Airbnbで旅をする際の、唯一無二の体験こそが、その大きな魅力です。プラットフォーム上には、画一的なホテルの部屋はありません。しかし、それは同時に、宿泊先によって宿泊の選択肢が異なり、その変動が問題を引き起こす可能性もあることを意味します。Airbnbのリスティングは世界中に存在し、小さな町から大都市まで、砂漠から北極圏まで、文字通りあらゆる場所にあります。大手ホテルやチェーンホテルのような手続きやプロトコル、そしてサービスに関するリソースがなければ、ゲストの最終的な体験は大きく異なる可能性があります。

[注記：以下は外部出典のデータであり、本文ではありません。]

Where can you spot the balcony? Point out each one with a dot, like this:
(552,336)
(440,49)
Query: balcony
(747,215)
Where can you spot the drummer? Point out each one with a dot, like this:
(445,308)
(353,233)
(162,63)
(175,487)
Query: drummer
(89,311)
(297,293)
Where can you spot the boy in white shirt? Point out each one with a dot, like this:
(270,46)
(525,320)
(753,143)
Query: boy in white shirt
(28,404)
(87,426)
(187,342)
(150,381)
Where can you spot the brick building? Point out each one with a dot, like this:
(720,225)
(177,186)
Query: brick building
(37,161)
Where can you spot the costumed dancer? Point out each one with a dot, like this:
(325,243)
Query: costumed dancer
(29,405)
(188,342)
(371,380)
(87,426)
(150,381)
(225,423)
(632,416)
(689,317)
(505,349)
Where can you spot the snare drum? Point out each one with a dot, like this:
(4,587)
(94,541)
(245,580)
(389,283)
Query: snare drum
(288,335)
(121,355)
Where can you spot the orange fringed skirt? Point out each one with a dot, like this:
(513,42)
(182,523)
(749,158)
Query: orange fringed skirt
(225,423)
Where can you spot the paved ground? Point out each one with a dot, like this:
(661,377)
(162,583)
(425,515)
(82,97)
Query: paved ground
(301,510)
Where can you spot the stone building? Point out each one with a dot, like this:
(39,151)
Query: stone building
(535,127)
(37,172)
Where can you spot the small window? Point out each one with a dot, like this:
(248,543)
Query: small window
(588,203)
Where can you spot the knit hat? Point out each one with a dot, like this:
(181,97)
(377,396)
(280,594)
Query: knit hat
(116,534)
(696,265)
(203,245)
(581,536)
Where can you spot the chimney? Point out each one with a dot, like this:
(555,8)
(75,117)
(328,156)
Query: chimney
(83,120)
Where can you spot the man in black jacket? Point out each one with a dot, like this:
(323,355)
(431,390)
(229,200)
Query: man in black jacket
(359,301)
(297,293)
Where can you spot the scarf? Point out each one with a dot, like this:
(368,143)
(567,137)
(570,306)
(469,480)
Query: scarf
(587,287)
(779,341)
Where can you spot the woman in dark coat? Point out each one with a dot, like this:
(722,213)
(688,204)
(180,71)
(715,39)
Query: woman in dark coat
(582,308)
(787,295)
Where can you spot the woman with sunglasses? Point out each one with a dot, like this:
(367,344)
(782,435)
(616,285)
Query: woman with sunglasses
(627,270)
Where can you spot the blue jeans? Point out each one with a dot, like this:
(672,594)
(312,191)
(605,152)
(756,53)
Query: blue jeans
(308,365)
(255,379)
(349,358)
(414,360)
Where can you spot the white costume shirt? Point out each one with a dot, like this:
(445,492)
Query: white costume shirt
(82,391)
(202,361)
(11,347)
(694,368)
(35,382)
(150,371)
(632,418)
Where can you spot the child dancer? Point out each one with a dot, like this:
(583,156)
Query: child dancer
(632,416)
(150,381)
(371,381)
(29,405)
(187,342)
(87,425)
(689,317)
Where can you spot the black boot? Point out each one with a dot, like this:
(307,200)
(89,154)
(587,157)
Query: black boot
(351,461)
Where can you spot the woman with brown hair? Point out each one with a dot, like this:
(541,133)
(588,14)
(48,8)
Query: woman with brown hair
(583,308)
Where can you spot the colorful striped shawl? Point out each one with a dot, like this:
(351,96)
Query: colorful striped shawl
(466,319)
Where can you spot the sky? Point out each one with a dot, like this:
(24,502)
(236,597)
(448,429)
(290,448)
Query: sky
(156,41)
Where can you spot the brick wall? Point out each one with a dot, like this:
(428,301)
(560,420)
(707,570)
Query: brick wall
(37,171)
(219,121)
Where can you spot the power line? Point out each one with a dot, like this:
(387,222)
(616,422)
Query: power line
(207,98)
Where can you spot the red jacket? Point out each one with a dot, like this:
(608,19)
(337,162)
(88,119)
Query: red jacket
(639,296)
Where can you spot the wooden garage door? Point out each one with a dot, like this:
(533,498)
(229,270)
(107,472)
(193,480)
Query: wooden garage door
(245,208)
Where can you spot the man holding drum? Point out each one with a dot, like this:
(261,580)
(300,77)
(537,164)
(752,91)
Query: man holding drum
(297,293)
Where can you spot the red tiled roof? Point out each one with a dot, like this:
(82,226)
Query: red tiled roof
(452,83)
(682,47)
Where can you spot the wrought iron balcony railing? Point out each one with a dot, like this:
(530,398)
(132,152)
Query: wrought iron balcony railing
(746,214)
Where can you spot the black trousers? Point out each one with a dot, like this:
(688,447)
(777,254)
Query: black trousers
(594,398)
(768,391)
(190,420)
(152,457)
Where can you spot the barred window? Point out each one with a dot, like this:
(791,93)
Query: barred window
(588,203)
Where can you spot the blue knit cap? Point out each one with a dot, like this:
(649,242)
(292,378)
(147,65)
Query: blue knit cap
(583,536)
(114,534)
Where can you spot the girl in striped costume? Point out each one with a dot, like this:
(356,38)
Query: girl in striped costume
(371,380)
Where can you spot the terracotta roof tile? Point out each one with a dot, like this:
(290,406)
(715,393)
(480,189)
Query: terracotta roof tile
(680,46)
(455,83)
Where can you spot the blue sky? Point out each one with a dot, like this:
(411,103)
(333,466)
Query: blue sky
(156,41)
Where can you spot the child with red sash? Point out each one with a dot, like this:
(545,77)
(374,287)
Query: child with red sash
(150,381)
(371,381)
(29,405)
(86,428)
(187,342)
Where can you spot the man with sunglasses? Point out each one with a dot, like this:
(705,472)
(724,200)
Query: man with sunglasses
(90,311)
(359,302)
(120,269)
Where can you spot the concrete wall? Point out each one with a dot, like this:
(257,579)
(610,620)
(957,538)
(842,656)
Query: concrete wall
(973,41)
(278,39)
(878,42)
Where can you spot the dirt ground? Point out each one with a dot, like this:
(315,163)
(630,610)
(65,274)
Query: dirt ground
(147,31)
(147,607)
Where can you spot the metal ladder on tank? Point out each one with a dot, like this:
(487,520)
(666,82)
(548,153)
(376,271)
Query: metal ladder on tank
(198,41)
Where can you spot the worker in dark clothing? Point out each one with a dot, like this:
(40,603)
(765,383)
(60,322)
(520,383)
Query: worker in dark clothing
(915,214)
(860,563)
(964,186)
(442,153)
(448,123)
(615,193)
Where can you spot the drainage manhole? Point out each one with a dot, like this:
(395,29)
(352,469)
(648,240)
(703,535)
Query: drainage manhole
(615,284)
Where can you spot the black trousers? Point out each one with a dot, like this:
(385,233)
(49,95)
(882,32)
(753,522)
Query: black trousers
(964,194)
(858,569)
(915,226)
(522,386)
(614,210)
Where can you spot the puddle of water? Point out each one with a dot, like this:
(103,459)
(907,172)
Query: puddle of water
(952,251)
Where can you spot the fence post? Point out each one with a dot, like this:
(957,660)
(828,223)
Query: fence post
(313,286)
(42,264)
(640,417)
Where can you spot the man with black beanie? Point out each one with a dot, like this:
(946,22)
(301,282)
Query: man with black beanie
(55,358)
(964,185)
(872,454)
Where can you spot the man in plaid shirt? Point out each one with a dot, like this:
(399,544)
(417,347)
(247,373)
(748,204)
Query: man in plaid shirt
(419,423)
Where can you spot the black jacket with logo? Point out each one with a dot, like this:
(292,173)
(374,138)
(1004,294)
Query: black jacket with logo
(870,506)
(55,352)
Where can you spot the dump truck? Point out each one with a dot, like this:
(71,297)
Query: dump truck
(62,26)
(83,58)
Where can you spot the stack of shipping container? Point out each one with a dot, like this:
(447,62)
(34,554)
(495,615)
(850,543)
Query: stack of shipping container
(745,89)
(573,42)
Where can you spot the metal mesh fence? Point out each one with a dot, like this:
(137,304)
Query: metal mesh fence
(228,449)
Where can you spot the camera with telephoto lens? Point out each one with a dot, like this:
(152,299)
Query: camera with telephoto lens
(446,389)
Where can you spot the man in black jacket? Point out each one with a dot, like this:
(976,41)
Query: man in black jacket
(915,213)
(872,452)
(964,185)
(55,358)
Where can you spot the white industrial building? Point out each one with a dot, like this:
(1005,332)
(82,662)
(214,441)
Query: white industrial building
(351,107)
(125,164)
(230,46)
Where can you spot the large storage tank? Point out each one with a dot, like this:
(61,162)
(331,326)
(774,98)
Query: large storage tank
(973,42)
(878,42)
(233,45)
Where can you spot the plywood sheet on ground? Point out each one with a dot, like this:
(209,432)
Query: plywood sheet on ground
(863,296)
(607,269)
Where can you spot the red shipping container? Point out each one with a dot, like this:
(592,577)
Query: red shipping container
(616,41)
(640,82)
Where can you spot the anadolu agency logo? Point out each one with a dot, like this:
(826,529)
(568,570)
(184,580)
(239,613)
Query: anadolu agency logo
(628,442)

ゲスト向けの AirCover は、休暇中に多額の費用を費やすゲストに対して、大規模ホテルに宿泊した場合と同等の最大限の保護を提供することを目的としています。
「私たちは、このコミュニティの『唯一無二の優しさ』を大切にしたいと思っています」とチェスキー氏は語った。「唯一無二の優しさの素晴らしいところは、人々がそれぞれ異なり、唯一無二であるということです。問題は、人々がそれぞれ異なり、唯一無二であるということです。唯一無二であればあるほど、ばらつきが大きくなります。そこで、どうすればお客様に安心と安全を提供できるかを考えました。そして、それを提供できるのは私たちだけです。ヒルトンのように一貫性があるか?おそらくそうではないでしょう。しかし、こうした安心感があれば、ホテルが提供できるものにかなり近づくことができます。Booking.comやVRBO、Expediaでは提供できないことをはるかに超えています。これらのサイトで予約する場合は、ご自身で判断するしかありません。」
一方、カテゴリー検索と分割滞在は、最終的には、さまざまな家や場所のあらゆる種類のホストの可視性を高め、収益を生み出し、ゲスト(とその財布)をコミュニティに紹介することを目指しています。